We performed a retrospective analysis of newly diagnosed glioblastoma patients treated according to the Stupp protocol. Epidemiological data were gathered from the individual patient files. MGMT gene promoter methylation status was determined on stored tumour samples using qMSP. A strong, weak or absent promoter methylation was determined based on Cq values (quantification value) of the MGMT and ACTB primers as well as a positive control sample.


In total, 181 patient files were reviewed and included for statistical analysis. MGMT promoter hypermethylation was detected in 38.7% of glioblastoma patients. The median overall survival of unmethylated and strongly methylated patients was 10.1 months and 19.7 months respectively. Furthermore, 11% of the total patient cohort had a weak MGMT gene promoter methylation.

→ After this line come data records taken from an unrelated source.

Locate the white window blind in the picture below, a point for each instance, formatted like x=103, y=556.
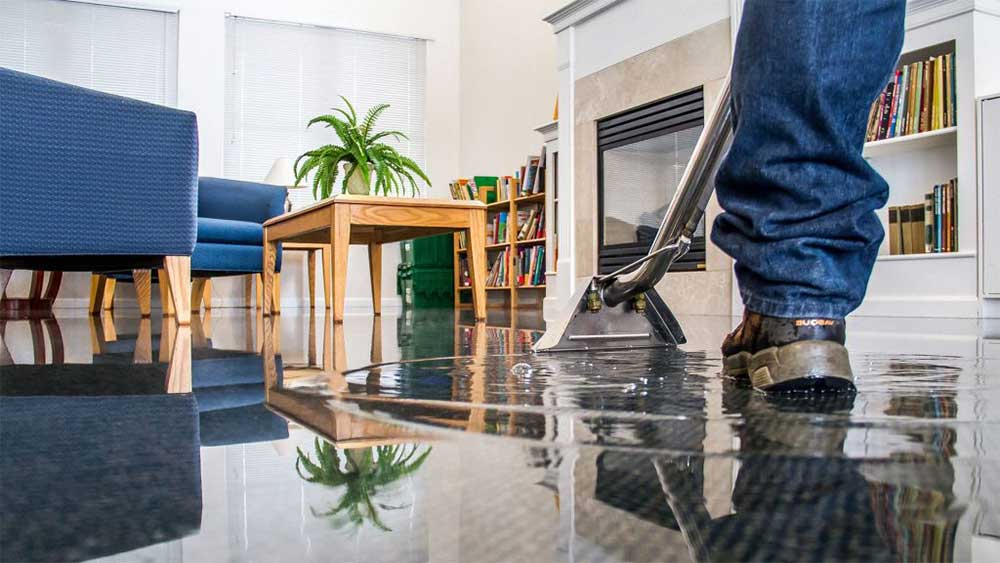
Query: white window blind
x=279, y=76
x=126, y=51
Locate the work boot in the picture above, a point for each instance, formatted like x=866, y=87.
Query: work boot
x=797, y=354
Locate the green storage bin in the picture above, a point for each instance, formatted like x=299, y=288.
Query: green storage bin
x=426, y=275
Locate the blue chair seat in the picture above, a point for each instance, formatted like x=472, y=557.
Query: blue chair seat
x=230, y=231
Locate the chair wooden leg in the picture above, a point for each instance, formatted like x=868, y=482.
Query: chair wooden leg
x=197, y=292
x=96, y=290
x=166, y=301
x=108, y=297
x=248, y=291
x=311, y=268
x=143, y=281
x=270, y=255
x=276, y=304
x=259, y=284
x=375, y=269
x=179, y=275
x=207, y=294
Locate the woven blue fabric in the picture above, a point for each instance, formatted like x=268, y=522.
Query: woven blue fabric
x=215, y=259
x=229, y=231
x=87, y=173
x=236, y=200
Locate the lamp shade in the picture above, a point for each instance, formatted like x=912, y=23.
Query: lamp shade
x=282, y=173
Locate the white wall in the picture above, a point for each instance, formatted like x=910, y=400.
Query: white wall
x=201, y=88
x=509, y=82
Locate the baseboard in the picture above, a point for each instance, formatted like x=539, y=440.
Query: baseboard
x=937, y=307
x=352, y=305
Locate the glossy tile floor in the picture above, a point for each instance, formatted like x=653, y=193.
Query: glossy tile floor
x=422, y=437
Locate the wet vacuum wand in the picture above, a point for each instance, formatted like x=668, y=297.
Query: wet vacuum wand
x=621, y=309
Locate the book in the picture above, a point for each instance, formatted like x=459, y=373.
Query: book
x=937, y=218
x=895, y=234
x=929, y=222
x=917, y=226
x=906, y=230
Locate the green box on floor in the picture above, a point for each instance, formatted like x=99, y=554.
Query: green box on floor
x=426, y=275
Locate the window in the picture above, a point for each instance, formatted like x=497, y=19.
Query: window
x=125, y=51
x=278, y=76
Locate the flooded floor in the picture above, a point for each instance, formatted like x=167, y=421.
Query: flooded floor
x=426, y=437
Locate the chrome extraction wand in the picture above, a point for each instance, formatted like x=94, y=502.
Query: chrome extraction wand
x=621, y=309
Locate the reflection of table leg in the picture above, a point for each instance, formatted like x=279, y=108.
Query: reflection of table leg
x=340, y=238
x=143, y=353
x=375, y=268
x=477, y=260
x=179, y=371
x=376, y=357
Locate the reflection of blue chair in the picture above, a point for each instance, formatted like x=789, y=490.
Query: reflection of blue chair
x=87, y=477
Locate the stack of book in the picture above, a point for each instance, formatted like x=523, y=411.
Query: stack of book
x=498, y=270
x=531, y=266
x=531, y=224
x=463, y=272
x=533, y=173
x=920, y=97
x=464, y=188
x=496, y=230
x=927, y=227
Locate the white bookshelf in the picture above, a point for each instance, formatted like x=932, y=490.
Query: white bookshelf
x=945, y=284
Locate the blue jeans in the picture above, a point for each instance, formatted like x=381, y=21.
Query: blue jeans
x=799, y=199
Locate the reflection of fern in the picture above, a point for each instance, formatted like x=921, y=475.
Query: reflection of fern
x=363, y=472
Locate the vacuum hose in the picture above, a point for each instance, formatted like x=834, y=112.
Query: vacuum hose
x=685, y=212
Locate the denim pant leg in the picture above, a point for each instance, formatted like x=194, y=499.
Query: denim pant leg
x=799, y=199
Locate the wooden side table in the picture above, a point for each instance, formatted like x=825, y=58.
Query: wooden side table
x=373, y=221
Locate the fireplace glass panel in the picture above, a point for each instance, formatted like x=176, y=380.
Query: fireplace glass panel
x=639, y=181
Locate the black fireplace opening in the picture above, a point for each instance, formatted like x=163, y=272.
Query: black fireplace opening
x=641, y=156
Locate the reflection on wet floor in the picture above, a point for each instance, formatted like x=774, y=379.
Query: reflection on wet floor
x=425, y=437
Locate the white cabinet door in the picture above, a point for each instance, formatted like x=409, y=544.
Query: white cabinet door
x=990, y=160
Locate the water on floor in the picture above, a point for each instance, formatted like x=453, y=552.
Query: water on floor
x=426, y=437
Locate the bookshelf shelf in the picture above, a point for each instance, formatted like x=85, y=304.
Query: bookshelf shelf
x=530, y=241
x=911, y=143
x=927, y=256
x=533, y=198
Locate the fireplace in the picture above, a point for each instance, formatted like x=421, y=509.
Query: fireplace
x=641, y=156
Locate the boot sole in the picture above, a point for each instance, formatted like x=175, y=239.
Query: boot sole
x=810, y=365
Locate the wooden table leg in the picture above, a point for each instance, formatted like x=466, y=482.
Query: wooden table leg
x=179, y=276
x=166, y=301
x=375, y=269
x=340, y=238
x=328, y=276
x=477, y=260
x=270, y=255
x=311, y=276
x=143, y=282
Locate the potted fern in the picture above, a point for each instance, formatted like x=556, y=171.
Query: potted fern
x=363, y=474
x=367, y=160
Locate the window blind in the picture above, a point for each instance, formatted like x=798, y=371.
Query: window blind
x=126, y=51
x=280, y=75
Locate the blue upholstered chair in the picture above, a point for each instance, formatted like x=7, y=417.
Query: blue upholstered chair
x=231, y=217
x=94, y=182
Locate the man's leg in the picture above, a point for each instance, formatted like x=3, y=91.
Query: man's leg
x=799, y=199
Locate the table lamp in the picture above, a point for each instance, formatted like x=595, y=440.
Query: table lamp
x=282, y=173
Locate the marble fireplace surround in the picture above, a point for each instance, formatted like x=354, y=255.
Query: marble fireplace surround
x=700, y=58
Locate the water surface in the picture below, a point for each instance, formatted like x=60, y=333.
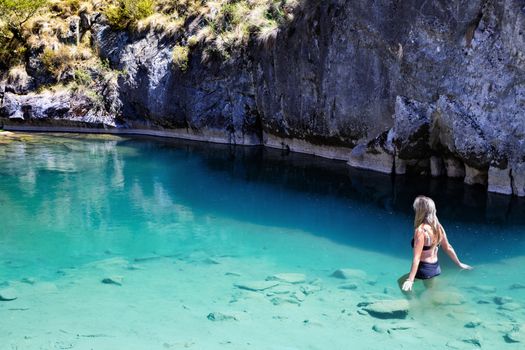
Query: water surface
x=181, y=225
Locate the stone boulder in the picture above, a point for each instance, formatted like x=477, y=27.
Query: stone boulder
x=388, y=309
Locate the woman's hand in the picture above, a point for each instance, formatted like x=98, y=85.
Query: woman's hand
x=465, y=266
x=407, y=286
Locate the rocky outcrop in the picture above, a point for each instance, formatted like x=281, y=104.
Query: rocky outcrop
x=398, y=87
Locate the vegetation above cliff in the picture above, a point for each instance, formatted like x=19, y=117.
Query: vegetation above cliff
x=48, y=29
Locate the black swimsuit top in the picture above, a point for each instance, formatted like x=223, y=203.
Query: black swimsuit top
x=425, y=247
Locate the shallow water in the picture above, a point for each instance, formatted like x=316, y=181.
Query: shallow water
x=180, y=226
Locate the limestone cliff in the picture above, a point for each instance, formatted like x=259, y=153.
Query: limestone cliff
x=429, y=87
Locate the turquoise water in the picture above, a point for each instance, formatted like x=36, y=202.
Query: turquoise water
x=180, y=226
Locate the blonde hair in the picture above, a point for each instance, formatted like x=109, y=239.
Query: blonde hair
x=425, y=209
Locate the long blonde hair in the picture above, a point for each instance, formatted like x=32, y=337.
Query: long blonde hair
x=425, y=209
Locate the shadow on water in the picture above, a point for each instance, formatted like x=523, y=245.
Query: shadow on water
x=329, y=198
x=309, y=174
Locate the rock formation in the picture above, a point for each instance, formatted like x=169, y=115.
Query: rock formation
x=395, y=86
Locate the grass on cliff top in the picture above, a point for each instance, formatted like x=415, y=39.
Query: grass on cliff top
x=222, y=27
x=43, y=29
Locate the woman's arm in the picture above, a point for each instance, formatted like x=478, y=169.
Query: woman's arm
x=447, y=247
x=419, y=242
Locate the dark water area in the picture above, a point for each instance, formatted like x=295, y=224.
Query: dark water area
x=329, y=190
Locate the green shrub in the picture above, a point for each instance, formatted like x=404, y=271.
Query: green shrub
x=13, y=15
x=126, y=13
x=56, y=61
x=82, y=77
x=180, y=57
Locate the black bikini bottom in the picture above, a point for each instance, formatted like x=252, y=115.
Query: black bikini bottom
x=428, y=270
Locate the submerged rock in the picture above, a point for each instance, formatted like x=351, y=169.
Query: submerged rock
x=116, y=280
x=515, y=336
x=28, y=280
x=348, y=286
x=502, y=300
x=472, y=324
x=219, y=316
x=517, y=286
x=310, y=289
x=483, y=289
x=256, y=286
x=388, y=309
x=288, y=278
x=510, y=306
x=447, y=298
x=7, y=294
x=349, y=274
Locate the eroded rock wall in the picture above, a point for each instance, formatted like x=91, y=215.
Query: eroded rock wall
x=428, y=87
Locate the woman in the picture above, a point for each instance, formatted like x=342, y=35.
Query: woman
x=428, y=236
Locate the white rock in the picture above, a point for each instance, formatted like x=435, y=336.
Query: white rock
x=7, y=294
x=349, y=274
x=288, y=277
x=256, y=285
x=483, y=289
x=447, y=298
x=117, y=280
x=387, y=309
x=510, y=306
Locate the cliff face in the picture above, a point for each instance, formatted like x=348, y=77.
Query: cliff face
x=394, y=86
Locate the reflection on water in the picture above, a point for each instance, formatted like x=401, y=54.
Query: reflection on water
x=103, y=182
x=180, y=223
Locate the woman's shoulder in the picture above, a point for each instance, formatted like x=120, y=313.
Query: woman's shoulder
x=424, y=228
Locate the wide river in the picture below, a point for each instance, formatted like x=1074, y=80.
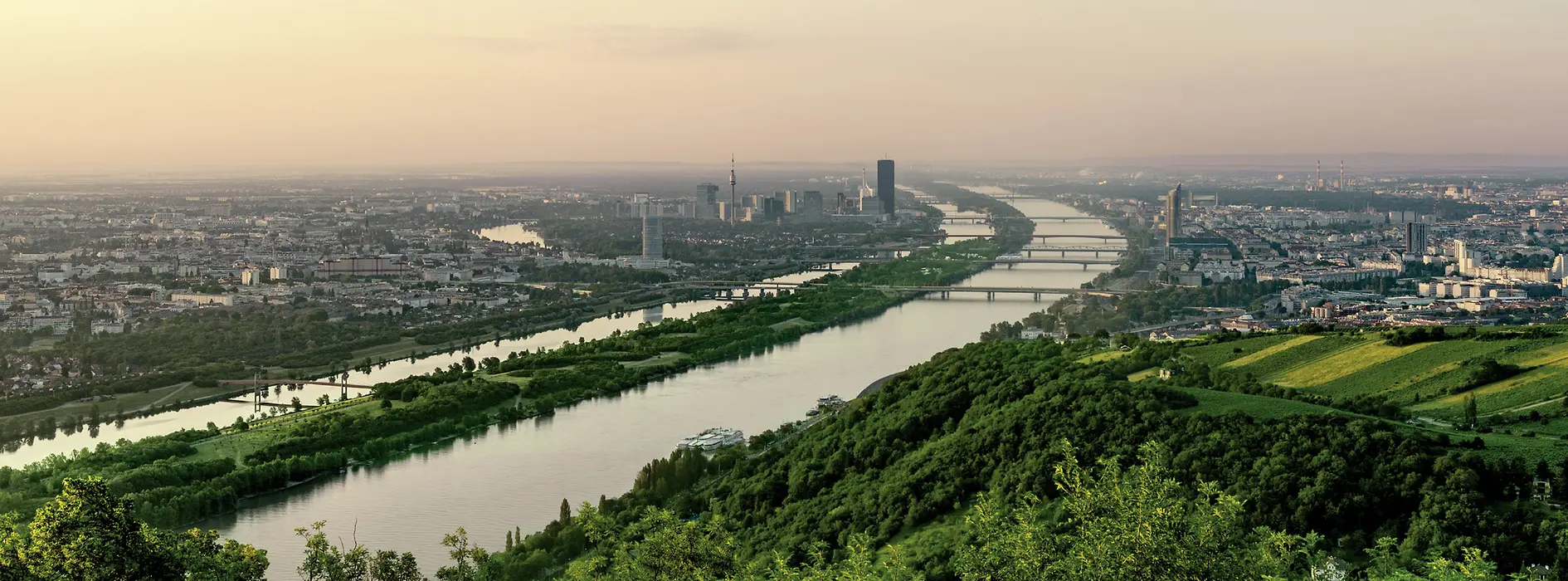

The median OS in this subgroup was 15.4 months, significantly better compared to the unmethylated cohort (P < 0.001). Multivariate Cox regression analysis showed weak MGMT promoter methylation as an independent prognostic parameter for overall survival.


Glioblastoma patients with weak promoter methylation show a statistically significant longer overall survival when compared to clearly unmethylated patients. Patients with grey zone qMSP test results should receive additional molecular analysis in future to further direct individual therapy strategies.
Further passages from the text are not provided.